Building a fake news classifier

Vinay Anant
Dec 7, 2021
3 min read

Fake news is information that is not true, i.e., it is inaccurate information that can be used to spread misleading information, perhaps leading to unforeseeable outcomes.

Here we are building a classifier that can determine whether news is real or fake.

The dataset that has been used for this classifier is available here.

Import libraries

First we are importing necessary libraries which includes numpy pandas, matplotlib, scikit learn and many more.

Import dataset

Here we are importing the dataset which can be imported using pandas. Also drop any na values from the dataset to make it cleaner.

Splitting the dataset

Now we are splitting the dataset into training and test. Here it can be any value which gives us an accurate result i.e. 80:20 split i.e. 80 for training and 20 for testing.
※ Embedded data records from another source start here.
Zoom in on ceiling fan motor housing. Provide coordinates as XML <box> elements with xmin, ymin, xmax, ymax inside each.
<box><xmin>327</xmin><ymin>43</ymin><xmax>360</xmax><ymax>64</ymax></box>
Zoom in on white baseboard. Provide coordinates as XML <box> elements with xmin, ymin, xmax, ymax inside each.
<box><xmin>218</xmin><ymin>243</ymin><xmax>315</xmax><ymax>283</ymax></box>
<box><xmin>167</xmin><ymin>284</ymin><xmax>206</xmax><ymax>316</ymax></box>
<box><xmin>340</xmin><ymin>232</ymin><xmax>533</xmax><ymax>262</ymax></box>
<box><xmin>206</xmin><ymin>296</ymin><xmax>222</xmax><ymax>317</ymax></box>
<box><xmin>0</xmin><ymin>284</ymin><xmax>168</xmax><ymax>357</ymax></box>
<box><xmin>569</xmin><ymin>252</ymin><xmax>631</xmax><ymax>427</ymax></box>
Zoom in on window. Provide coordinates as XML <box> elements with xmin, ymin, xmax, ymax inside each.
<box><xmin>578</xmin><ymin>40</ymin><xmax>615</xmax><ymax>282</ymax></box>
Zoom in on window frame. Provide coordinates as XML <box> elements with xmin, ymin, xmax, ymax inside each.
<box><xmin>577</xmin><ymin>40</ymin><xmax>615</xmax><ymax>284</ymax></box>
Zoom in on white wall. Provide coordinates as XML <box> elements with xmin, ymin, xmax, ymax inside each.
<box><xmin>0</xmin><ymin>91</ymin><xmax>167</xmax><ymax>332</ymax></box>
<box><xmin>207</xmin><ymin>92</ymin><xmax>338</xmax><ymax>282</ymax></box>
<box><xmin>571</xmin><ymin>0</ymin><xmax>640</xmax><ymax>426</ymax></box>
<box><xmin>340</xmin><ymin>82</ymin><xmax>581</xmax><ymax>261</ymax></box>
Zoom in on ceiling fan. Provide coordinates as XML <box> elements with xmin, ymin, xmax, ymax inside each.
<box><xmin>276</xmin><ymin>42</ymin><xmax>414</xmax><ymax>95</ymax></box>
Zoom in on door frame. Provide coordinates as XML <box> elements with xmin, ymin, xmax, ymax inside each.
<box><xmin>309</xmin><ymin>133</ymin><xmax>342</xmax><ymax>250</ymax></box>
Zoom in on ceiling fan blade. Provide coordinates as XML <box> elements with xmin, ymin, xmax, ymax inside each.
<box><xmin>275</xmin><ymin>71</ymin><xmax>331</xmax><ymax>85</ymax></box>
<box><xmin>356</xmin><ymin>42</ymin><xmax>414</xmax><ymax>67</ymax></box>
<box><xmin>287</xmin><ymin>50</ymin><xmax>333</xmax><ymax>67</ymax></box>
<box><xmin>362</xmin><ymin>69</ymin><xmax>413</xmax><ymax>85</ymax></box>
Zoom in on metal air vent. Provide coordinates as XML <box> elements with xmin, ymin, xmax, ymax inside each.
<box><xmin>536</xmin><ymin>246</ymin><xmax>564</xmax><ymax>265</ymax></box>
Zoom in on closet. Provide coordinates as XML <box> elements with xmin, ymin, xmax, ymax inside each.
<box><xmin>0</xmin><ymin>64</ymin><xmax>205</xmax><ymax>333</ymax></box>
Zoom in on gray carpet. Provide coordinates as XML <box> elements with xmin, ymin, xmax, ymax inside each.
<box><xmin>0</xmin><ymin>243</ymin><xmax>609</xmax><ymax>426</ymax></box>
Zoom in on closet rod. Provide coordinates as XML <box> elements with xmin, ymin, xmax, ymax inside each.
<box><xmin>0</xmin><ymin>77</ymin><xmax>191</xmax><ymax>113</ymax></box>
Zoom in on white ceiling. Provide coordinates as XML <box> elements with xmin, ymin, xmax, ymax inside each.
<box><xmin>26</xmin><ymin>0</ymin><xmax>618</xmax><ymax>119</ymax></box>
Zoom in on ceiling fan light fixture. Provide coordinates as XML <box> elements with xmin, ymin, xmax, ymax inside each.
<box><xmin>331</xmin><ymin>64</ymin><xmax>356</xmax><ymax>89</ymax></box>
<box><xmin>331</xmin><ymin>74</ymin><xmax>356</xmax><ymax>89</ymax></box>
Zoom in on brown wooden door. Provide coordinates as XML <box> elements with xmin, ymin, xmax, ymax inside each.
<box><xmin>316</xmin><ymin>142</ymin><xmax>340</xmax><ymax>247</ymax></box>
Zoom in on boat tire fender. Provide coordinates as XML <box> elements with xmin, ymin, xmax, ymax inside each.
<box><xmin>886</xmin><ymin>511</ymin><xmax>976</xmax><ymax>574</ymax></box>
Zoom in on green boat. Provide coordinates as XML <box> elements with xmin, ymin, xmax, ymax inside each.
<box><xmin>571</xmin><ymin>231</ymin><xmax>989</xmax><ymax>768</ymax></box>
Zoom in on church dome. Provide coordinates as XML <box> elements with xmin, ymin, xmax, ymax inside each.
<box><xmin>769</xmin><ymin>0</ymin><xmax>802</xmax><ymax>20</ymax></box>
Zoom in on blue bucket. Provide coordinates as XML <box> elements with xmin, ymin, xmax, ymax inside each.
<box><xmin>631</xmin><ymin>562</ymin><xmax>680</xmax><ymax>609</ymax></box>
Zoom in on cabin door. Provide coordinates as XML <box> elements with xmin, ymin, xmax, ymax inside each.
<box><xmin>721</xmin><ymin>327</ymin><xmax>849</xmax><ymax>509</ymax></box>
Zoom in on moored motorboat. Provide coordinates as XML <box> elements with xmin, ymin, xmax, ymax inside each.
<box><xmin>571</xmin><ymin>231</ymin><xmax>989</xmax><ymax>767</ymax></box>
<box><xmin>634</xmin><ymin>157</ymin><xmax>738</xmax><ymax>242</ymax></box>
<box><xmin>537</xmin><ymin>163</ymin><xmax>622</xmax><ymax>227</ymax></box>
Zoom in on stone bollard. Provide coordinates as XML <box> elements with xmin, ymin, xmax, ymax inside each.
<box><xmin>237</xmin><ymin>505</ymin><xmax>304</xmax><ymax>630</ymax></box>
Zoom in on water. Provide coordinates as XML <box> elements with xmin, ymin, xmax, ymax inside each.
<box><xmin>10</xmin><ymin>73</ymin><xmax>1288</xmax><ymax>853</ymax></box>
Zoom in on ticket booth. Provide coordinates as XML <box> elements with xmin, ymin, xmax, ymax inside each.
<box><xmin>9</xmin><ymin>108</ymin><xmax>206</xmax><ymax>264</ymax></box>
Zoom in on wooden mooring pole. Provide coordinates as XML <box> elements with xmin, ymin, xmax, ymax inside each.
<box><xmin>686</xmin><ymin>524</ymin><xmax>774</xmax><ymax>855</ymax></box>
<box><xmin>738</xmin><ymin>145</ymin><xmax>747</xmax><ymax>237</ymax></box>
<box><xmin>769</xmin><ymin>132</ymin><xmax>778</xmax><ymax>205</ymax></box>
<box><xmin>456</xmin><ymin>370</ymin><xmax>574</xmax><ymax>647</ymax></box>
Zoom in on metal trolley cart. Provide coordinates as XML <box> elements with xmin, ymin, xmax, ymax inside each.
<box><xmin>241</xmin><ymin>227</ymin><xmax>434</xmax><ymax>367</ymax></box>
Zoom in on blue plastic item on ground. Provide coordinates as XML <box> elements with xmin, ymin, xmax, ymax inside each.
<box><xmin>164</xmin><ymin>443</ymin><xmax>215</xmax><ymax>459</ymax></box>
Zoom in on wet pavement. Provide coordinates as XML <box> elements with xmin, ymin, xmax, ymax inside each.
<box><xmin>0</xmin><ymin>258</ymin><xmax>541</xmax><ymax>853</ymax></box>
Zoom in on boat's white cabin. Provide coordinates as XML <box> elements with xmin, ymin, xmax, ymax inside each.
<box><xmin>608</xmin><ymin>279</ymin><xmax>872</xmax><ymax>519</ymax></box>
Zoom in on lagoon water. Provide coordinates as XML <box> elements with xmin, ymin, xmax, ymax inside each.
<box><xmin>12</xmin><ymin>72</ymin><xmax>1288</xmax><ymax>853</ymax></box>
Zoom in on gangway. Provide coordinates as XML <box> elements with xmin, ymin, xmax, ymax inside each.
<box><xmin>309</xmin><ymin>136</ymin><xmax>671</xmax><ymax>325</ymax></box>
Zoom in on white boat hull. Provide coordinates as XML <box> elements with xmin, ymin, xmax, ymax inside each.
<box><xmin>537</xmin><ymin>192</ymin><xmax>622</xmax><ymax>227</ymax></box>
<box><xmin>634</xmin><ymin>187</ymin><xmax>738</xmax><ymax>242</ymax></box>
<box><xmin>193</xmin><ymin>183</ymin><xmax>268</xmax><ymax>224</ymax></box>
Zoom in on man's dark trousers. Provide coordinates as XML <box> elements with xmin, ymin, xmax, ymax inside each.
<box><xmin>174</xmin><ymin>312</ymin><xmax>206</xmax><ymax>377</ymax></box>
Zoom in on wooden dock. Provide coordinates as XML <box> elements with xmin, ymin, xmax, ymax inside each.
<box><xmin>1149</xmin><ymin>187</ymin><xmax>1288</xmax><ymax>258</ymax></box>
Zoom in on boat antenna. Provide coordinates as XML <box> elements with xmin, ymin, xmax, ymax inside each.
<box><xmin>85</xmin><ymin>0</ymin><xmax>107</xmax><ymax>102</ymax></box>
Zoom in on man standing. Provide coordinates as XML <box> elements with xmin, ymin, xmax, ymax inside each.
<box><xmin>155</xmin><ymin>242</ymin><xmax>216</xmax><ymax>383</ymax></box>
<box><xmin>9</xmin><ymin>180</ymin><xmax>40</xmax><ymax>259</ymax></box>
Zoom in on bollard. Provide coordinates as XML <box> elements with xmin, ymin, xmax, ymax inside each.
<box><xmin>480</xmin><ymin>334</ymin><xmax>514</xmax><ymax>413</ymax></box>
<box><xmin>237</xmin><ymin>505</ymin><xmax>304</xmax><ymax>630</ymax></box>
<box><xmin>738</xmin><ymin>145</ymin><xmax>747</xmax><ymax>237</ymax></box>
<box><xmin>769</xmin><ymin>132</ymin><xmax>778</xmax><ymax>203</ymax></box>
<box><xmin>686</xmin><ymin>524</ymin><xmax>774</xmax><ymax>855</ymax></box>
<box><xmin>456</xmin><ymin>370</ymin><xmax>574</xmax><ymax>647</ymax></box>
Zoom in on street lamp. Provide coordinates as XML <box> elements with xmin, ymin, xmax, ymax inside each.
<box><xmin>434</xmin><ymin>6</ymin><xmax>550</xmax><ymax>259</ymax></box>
Train and test using various models

Let's make a function that consists of training the model so that it can offer us with the necessary accuracy on the test set.

Naive Bayes Classifier

MultinomialNB implements the naive Bayes algorithm for multinomially distributed data, and is one of the two classic naive Bayes variants used in text classification (where the data are typically represented as word vector counts, although tf-idf vectors are also known to work well in practice). The distribution is parametrized by vectors θy=(θy1,…,θyn) for each class y, where n is the number of features (in text classification, the size of the vocabulary) and θyi is the probability P(xi∣y) of feature appearing in a sample belonging to class y.

Random Forest Classifier

Random forest is a meta estimator that fits a number of decision tree classifiers on various sub-samples of the dataset and uses averaging to improve the predictive accuracy and control over-fitting. The sub-sample size is controlled with the max_samples parameter if bootstrap=True (default), otherwise the whole dataset is used to build each tree.

Logistic Regression

Logistic Regression implements regularized logistic regression using the ‘liblinear’ library, ‘newton-cg’, ‘sag’, ‘saga’ and ‘lbfgs’ solvers. Note that regularization is applied by default. It can handle both dense and sparse input. Use C-ordered arrays or CSR matrices containing 64-bit floats for optimal performance; any other input format will be converted.

Decision Tree

Decision Trees are a non-parametric supervised learning method used for classification and regression. The goal is to create a model that predicts the value of a target variable by learning simple decision rules inferred from the data features. A tree can be seen as a piecewise constant approximation.

K-Nearest Neighbor

Neighbors-based classification is a type of instance-based learning or non-generalizing learning: it does not attempt to construct a general internal model, but simply stores instances of the training data. Classification is computed from a simple majority vote of the nearest neighbors of each point: a query point is assigned the data class which has the most representatives within the nearest neighbors of the point.

AdaBoostClassifier

AdaBoost classifier is a meta-estimator that begins by fitting a classifier on the original dataset and then fits additional copies of the classifier on the same dataset but where the weights of incorrectly classified instances are adjusted such that subsequent classifiers focus more on difficult cases.

Support Vector Machine

Support Vector Machine finds a hyperplane in an N-dimensional space(N — the number of features) that distinctly classifies the data points.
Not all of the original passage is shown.